At least the fix for the branches seems to be clear: do not do the temporary replacement in combine_instructions if the SET_SRC has side effects; there are a bunch of similar side_effects_p tests in the combiner.

> Or, shall it e.g. queue the side-effects in some new argument to try_combine
> and if the combination would succeed, add the side-effect as yet another 
> instruction (if it can match and is cheaper than what we have previously)?

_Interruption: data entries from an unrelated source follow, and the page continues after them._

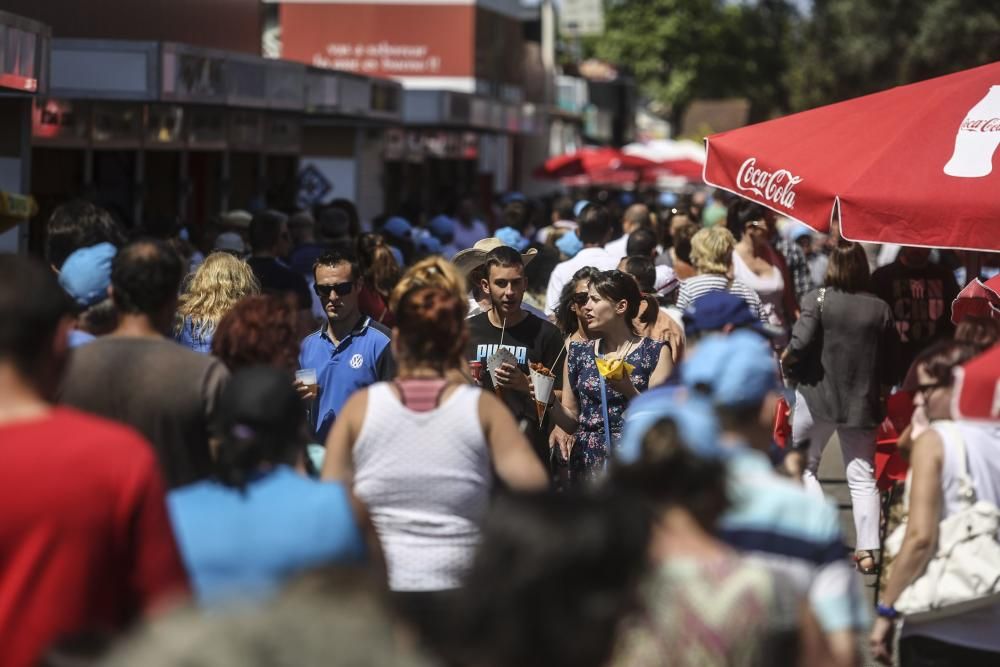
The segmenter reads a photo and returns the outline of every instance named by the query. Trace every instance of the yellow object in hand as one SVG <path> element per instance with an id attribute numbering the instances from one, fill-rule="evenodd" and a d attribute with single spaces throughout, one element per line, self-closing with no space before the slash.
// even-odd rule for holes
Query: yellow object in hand
<path id="1" fill-rule="evenodd" d="M 631 375 L 635 366 L 621 359 L 598 359 L 597 370 L 608 380 L 621 380 L 626 374 Z"/>

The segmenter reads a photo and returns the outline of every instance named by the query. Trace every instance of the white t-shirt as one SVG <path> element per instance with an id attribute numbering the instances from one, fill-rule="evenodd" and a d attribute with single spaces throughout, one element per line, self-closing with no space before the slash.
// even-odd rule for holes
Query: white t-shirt
<path id="1" fill-rule="evenodd" d="M 551 315 L 559 306 L 559 297 L 562 295 L 563 287 L 573 279 L 573 274 L 584 268 L 592 266 L 598 271 L 613 271 L 618 268 L 620 257 L 611 255 L 604 248 L 584 248 L 576 253 L 574 257 L 567 259 L 556 265 L 549 276 L 549 288 L 545 291 L 545 313 Z"/>

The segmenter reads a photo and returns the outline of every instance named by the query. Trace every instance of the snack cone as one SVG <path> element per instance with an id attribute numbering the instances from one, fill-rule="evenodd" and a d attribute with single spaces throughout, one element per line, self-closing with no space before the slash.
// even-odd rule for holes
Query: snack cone
<path id="1" fill-rule="evenodd" d="M 490 357 L 486 360 L 486 370 L 490 372 L 490 378 L 493 380 L 493 386 L 497 387 L 497 370 L 504 364 L 511 364 L 512 366 L 517 366 L 517 359 L 514 354 L 505 347 L 497 349 Z M 499 394 L 498 394 L 499 395 Z"/>
<path id="2" fill-rule="evenodd" d="M 541 401 L 535 401 L 535 412 L 538 413 L 538 425 L 542 425 L 542 421 L 545 419 L 545 411 L 549 409 L 548 403 L 542 403 Z"/>

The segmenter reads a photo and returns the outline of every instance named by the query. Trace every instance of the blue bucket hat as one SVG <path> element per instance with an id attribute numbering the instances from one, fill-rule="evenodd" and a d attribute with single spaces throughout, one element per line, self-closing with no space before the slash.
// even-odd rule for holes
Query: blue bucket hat
<path id="1" fill-rule="evenodd" d="M 586 199 L 581 199 L 577 203 L 573 204 L 573 217 L 579 218 L 583 215 L 583 212 L 587 210 L 588 206 L 590 206 L 590 202 Z"/>
<path id="2" fill-rule="evenodd" d="M 681 441 L 698 456 L 720 459 L 729 454 L 719 444 L 719 424 L 711 403 L 687 387 L 670 386 L 640 394 L 629 404 L 615 451 L 618 463 L 637 463 L 649 429 L 664 419 L 676 424 Z"/>
<path id="3" fill-rule="evenodd" d="M 78 306 L 88 308 L 108 296 L 111 262 L 118 248 L 98 243 L 74 251 L 59 270 L 59 284 Z"/>
<path id="4" fill-rule="evenodd" d="M 784 386 L 770 346 L 757 334 L 737 330 L 713 335 L 698 343 L 681 365 L 681 381 L 705 391 L 716 405 L 759 404 Z"/>

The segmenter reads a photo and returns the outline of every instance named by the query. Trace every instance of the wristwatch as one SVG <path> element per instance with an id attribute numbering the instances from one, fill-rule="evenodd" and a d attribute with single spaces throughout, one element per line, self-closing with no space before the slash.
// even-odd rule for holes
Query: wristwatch
<path id="1" fill-rule="evenodd" d="M 875 613 L 881 616 L 882 618 L 889 619 L 890 621 L 893 621 L 899 618 L 900 616 L 899 612 L 896 610 L 895 607 L 893 607 L 892 605 L 883 604 L 881 602 L 875 605 Z"/>

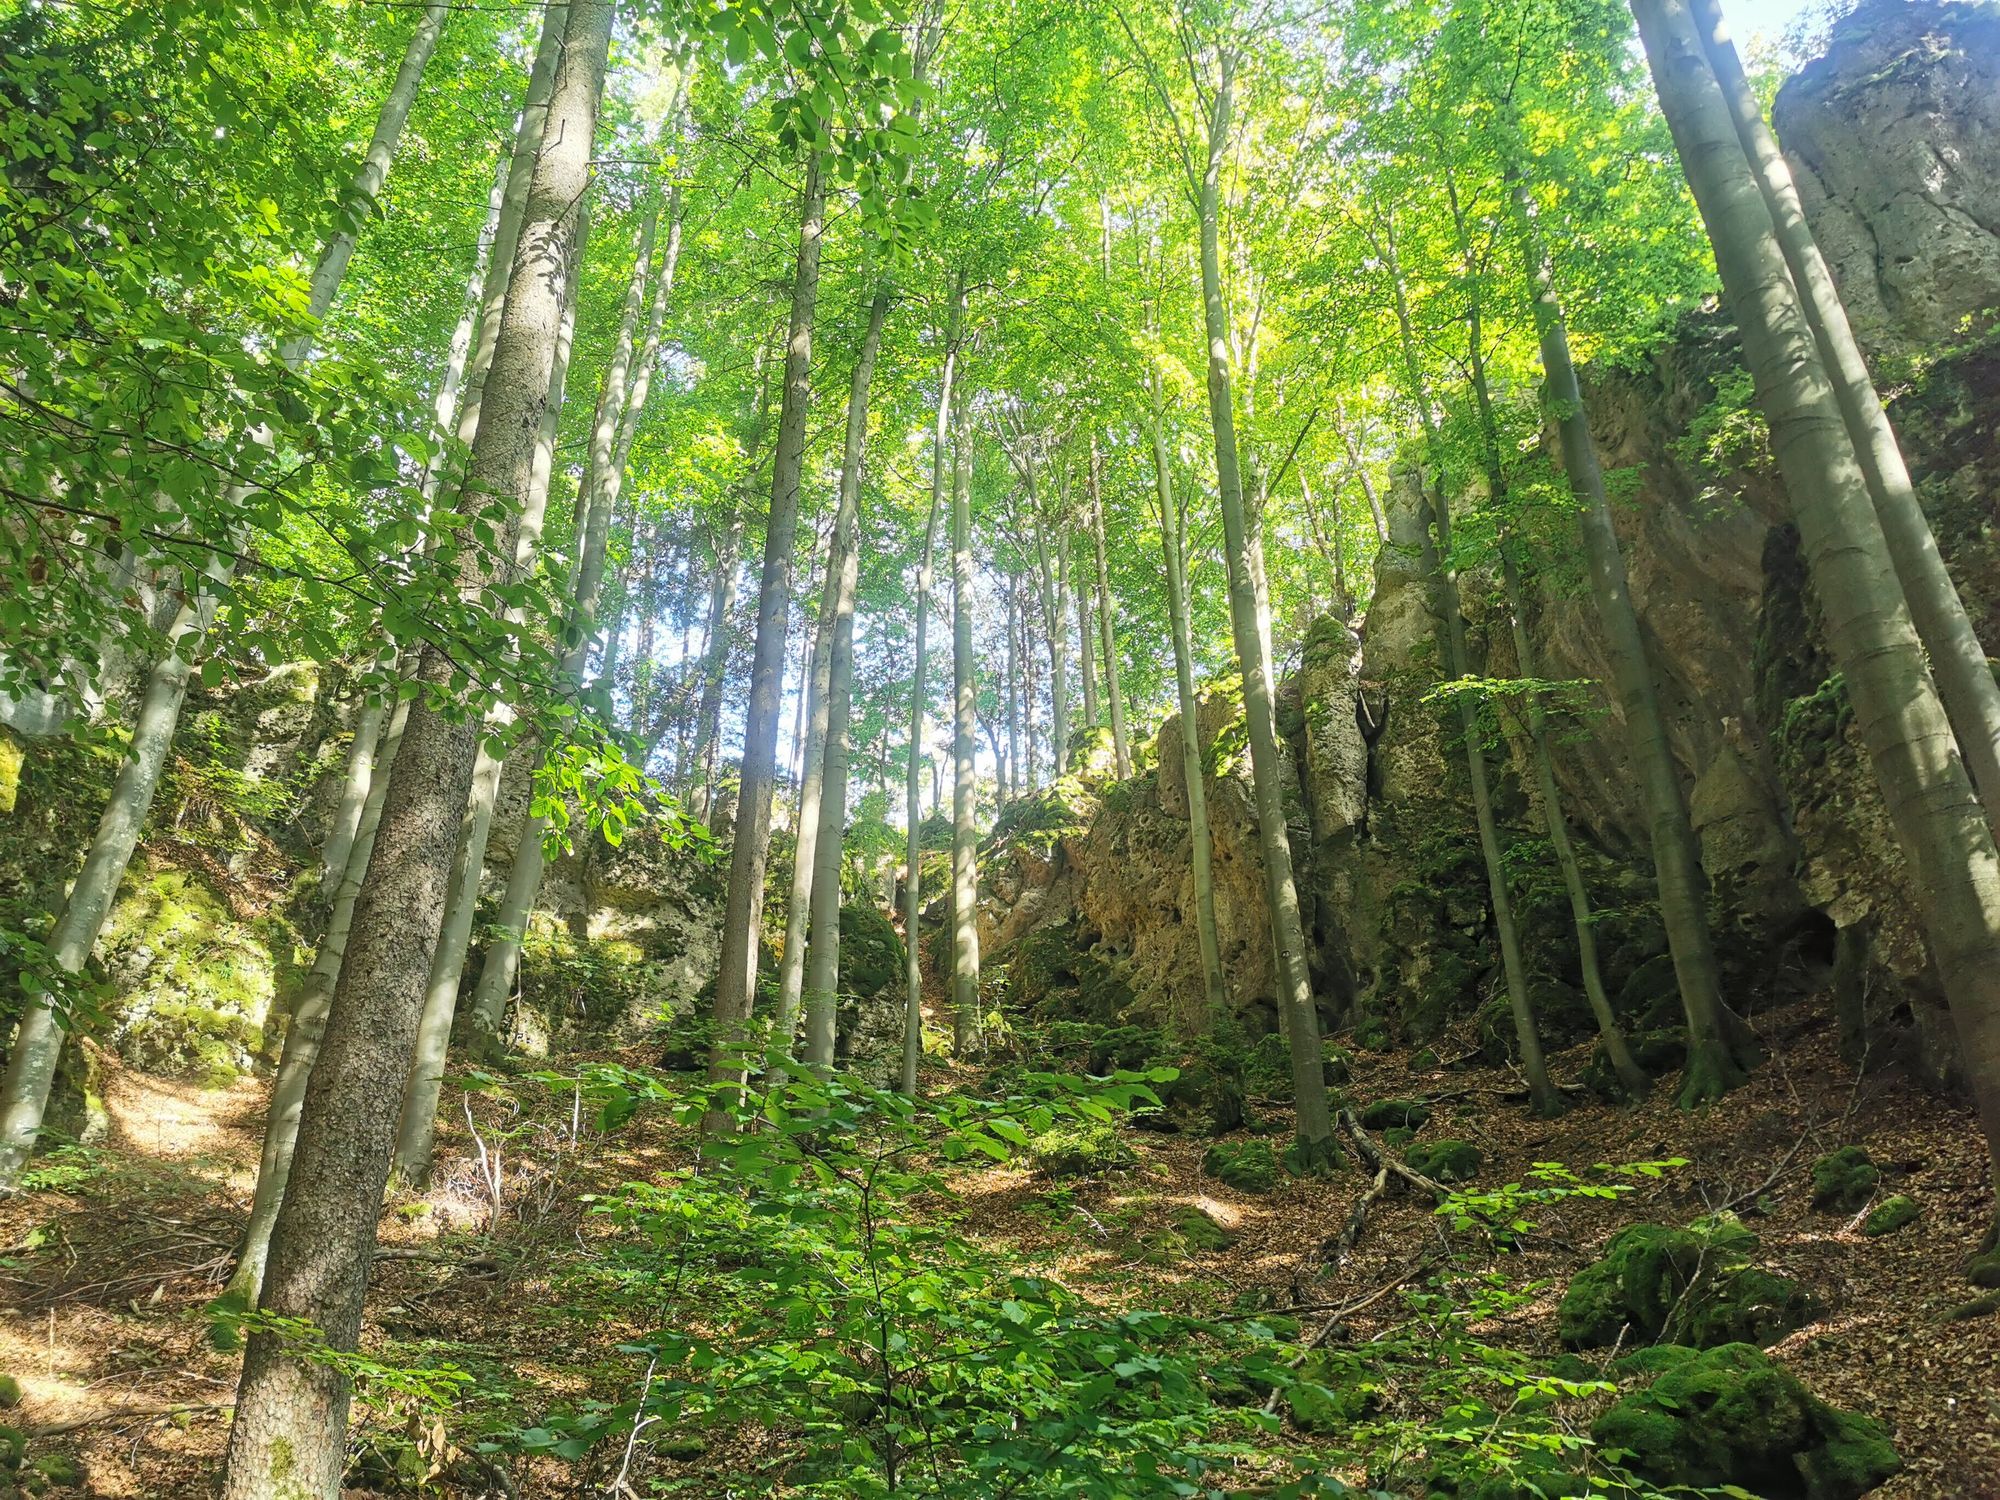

That seems overkill to me, even on the mainline, but others might disagree.
Comment 18 Jakub Jelinek 2020-05-05 10:22:17 UTC
Created attachment 48451 [details]
gcc11-pr94873.patch

Untested patch then.
Comment 19 Segher Boessenkool 2020-05-05 15:02:17 UTC
(In reply to Jakub Jelinek from comment #18)
> Created attachment 48451 [details]
> gcc11-pr94873.patch
> 
> Untested patch then.

This one-liner is pre-approved.  Thank you!
Comment 20 GCC Commits 2020-05-06 07:34:44 UTC
The master branch has been updated by Jakub Jelinek <jakub@gcc.gnu.org>:

https://gcc.gnu.org/g:f14848aea70066777faf201c0b6eb3c5520bfab9

commit r11-127-gf14848aea70066777faf201c0b6eb3c5520bfab9
Author: Jakub Jelinek <jakub@redhat.com>
Date:   Wed May 6 09:31:19 2020 +0200

    combine: Don't replace SET_SRC with REG_EQUAL note content if SET_SRC has side-effects [PR94873]
    
    There were some discussions about whether REG_EQUAL notes are valid on insns with a single
    set which contains auto-inc-dec side-effects in the SET_SRC and the majority thinks that
    it should be valid.  So, this patch fixes the combiner to punt in that case, because otherwise
    the auto-inc-dec side-effects from the SET_SRC are lost.
    
    2020-05-06  Jakub Jelinek  <jakub@redhat.com>
    
            PR rtl-optimization/94873
            * combine.c (combine_instructions): Don't optimize using REG_EQUAL
            note if SET_SRC (set) has side-effects.
    
            * gcc.dg/pr94873.c: New test.
Comment 21 Jakub Jelinek 2020-05-06 11:50:31 UTC
Fixed on the trunk so far.
Comment 22 GCC Commits 2020-05-07 13:28:00 UTC
The releases/gcc-10 branch has been updated by Jakub Jelinek <jakub@gcc.gnu.org>:

https://gcc.gnu.org/g:8982e39b46b1e4a4b09022ddebd758b77ab73bac

commit r10-8112-g8982e39b46b1e4a4b09022ddebd758b77ab73bac
Author: Jakub Jelinek <jakub@redhat.com>
Date:   Wed May 6 09:31:19 2020 +0200

    combine: Don't replace SET_SRC with REG_EQUAL note content if SET_SRC has side-effects [PR94873]
    
    There were some discussions about whether REG_EQUAL notes are valid on insns with a single
    set which contains auto-inc-dec side-effects in the SET_SRC and the majority thinks that
    it should be valid.  So, this patch fixes the combiner to punt in that case, because otherwise
    the auto-inc-dec side-effects from the SET_SRC are lost.
    
    2020-05-06  Jakub Jelinek  <jakub@redhat.com>
    
            PR rtl-optimization/94873
            * combine.c (combine_instructions): Don't optimize using REG_EQUAL
            note if SET_SRC (set) has side-effects.
    
            * gcc.dg/pr94873.c: New test.
Comment 23 Jakub Jelinek 2020-05-07 13:33:48 UTC
Fixed for 10.2+ too.
Comment 24 GCC Commits 2020-09-16 19:21:51 UTC
The releases/gcc-9 branch has been updated by Jakub Jelinek <jakub@gcc.gnu.org>:

https://gcc.gnu.org/g:0f717ba5975ab42e1176db4cd2384f1862872519

commit r9-8895-g0f717ba5975ab42e1176db4cd2384f1862872519
Author: Jakub Jelinek <jakub@redhat.com>
Date:   Wed May 6 09:31:19 2020 +0200

    combine: Don't replace SET_SRC with REG_EQUAL note content if SET_SRC has side-effects [PR94873]
    
    There were some discussions about whether REG_EQUAL notes are valid on insns with a single
    set which contains auto-inc-dec side-effects in the SET_SRC and the majority thinks that
    it should be valid.  So, this patch fixes the combiner to punt in that case, because otherwise
    the auto-inc-dec side-effects from the SET_SRC are lost.
    
    2020-05-06  Jakub Jelinek  <jakub@redhat.com>
    
            PR rtl-optimization/94873
            * combine.c (combine_instructions): Don't optimize using REG_EQUAL
            note if SET_SRC (set) has side-effects.
    
            * gcc.dg/pr94873.c: New test.
    
    (cherry picked from commit 8982e39b46b1e4a4b09022ddebd758b77ab73bac)
Comment 25 Jakub Jelinek 2020-09-17 17:49:05 UTC
Fixed for 8.5 in r8-10501-g10f44fe62fc461d4333290bfdadee4d2ea1f79d4 and by the above commit for 9.4+ too.